Lastly, there’s one case where I do think it makes sense to use the mean, even when distributions aren’t normal. That’s where you are analysing amounts of money (say the cost of an illness). Quite often, distributions of cash are highly skewed, but there is interest in TOTAL spend. In these cases, the mean can be more relevant.

Thanks Kevin – great to hear from a practitioner. That is a really good point about the total.

Someone on Twitter pointed out “Depends on the application. Median is good for giving a “typical” value, but median speed won’t help me predict my travel time”

This is another case where what we really want is related to the total, rather than the average. Or something like that.

thanks dr have gain a lot

After reading Kevin’s comment and then reading the comment about “predict my travel time” I am kind of confused and have some questions. First why couldn’t you predict your travel time with the Median? Second, I run a crew of about sixteen installers for work. I want to track their install rates at ft/hr and see what I can expect from them in a days work. I want to use the Median, but after reading this last comment of predicting travel time it seems like the mean might be better? Most days they install about 300 ft/hr, but there are many outliers, especially with bad weather. Any help on this would be great, Thanks.

Hi Carson

It would be good to graph your data and look at that before deciding between the mean and the median. It sounds as if the median is a better option in this case.

The mean does have a smaller sampling error thatn the median and it is important to the calculation of the variance and standard deviation.

One number (mean, median etc) is seldom enough to describe a set of numbers, a standard deviation helps. But a plot of the distribution (cumulative?) is the often best answer.

So true, but the sad fact is that often only one number is given. Box plots and dotplots are emphasised in the new NZ curriculum, over single value summaries. In the world of politics and economics, however, we are usualy fed only the mean. I wish we were told the standard deviation more often. (As in ever!)

Regression is the main tool in the statitistian’s tool box and that based all around averages e.g. if Y is height and X is an indicator 0,1 for men and women respectively, than the estimates in a regression give you the average male hieght and the difference between the average male height and average female height. Since regression (and it’s generalisation) are pervasive in the applied literature then it’s quite hard to change. (I quite like quantile regression but it doesn’t give unique solutions.)

I think it’s also revolves around this theorem too (whose name I’ve forgotten) – “The most powerfull test of size alpha is the Likelihood Ratio Test” and most estimators coming out of maximising Likelihoods are means or functions of means.

Thanks for that. Makes sense.

Hi Dr. Nic,

To the best of my knowledge, bootstrap DOES NOT WORK for the median. There are asymptotic methods that involve estimating the density and there are non-parametric methods based on the median – basically inverting the sign test which leads to intevals whose endpoints are qunaitles (as I am sure you know).

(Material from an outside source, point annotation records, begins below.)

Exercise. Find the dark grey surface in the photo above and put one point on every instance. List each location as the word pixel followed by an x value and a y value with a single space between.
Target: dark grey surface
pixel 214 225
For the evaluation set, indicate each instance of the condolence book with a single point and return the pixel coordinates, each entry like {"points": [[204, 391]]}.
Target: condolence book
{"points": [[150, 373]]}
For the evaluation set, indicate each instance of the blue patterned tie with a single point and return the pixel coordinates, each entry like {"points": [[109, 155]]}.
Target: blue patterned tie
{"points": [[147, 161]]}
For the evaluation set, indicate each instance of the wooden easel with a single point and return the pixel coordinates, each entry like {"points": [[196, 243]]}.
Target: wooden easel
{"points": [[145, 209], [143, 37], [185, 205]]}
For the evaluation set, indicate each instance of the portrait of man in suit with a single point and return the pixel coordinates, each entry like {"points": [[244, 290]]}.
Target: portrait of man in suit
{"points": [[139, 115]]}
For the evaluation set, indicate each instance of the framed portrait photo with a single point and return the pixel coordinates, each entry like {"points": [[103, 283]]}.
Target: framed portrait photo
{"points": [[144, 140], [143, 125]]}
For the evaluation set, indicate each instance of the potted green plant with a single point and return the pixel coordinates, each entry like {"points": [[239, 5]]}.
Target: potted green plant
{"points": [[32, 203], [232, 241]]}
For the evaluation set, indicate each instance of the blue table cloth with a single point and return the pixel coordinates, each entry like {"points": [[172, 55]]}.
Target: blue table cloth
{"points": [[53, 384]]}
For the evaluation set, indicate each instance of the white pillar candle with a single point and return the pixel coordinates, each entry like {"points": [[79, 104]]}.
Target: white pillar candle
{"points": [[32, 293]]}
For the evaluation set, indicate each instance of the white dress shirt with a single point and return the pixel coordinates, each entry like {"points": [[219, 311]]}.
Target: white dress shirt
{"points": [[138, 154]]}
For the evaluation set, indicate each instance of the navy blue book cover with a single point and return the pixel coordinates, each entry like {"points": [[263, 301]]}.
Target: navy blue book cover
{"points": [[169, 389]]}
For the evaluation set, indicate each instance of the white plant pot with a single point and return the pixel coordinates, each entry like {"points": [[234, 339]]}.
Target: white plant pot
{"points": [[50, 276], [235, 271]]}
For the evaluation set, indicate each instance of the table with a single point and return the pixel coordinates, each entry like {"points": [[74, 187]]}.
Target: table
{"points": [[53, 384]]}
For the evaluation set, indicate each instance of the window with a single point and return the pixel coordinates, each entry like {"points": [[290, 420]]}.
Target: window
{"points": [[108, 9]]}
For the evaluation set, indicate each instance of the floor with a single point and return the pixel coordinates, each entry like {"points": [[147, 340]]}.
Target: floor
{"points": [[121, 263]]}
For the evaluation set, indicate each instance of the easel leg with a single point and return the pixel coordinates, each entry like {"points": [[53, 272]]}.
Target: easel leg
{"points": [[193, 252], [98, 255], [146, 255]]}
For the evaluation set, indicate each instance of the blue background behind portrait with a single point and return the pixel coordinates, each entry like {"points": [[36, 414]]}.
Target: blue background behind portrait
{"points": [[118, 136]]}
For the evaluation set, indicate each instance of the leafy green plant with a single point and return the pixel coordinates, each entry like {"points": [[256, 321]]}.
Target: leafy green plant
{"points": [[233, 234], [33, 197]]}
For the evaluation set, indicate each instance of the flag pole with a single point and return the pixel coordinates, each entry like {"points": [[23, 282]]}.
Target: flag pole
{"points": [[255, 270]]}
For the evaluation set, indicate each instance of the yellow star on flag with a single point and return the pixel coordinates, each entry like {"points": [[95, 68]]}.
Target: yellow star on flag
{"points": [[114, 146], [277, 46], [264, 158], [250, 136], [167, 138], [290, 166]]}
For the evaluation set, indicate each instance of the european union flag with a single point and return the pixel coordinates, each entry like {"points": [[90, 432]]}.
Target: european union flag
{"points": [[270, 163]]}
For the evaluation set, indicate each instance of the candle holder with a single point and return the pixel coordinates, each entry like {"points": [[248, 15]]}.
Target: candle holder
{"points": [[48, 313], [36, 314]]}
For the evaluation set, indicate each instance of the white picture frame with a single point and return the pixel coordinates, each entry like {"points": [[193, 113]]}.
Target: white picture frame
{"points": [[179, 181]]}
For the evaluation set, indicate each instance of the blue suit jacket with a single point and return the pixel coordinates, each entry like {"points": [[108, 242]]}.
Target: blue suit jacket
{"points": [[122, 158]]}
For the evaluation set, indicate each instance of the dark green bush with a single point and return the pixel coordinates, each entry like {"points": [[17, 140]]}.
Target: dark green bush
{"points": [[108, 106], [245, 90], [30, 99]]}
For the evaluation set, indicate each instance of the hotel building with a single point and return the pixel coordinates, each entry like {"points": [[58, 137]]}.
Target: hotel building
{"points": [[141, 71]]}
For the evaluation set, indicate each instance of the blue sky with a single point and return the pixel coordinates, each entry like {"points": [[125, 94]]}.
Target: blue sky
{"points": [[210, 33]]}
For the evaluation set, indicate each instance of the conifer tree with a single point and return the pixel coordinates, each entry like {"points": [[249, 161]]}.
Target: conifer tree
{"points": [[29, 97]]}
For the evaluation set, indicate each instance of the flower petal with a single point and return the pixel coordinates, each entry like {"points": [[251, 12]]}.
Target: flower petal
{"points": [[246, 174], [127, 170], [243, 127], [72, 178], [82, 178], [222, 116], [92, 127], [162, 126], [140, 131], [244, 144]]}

In business, the mean is more “mean”ingful than the median! Would any business person really care about median monthly profit? Mean monthly profit means much more, because it you multiply it by 12 you get the total profit. Ditto for sport. The Aussie cricket team members might have a higher batting median than another team, but this would say little about the probability of winning. Batting averages on the other hand predict long-run team score.

Paul Swank. No, the median does not have a smaller sampling error than the mean. it depends on the udnerlying distribution. For normal data you are correct. The median is abou 67% efficient. For heavy tailed distributions, the median gets ebtter. But for laplace errors, it is more efficient than eny other estimator – it is the MLE!

“To the best of my knowledge, bootstrap DOES NOT WORK for the median. ” Is’nt that an over-statement? See for example Biometrika (2001) 88 (2): 519-534. (Brown, Hall and Young). “Even in one dimension the sample median exhibits very poor performance when used in conjunction with the bootstrap. For example, both the percentile‐t bootstrap and the calibrated percentile method fail to give second‐order accuracy when applied to the median.” Much depends on the distribution.

”

The bootstrap is certainly unsatisfactory for extreme quantiles.

Would any business person really care about median monthly profitI agree the business wouldn’t, but because the business actually cares about the total itself. Calculting a mean provides a cosmetic benefit over the total. The mean (“average monthly”) reveals nothing new. The mean is merely a more memorable/familiar unit.

Similarly, measuring in a metric unit rather than a less familiar unit doesn’t change the ‘true” quantity.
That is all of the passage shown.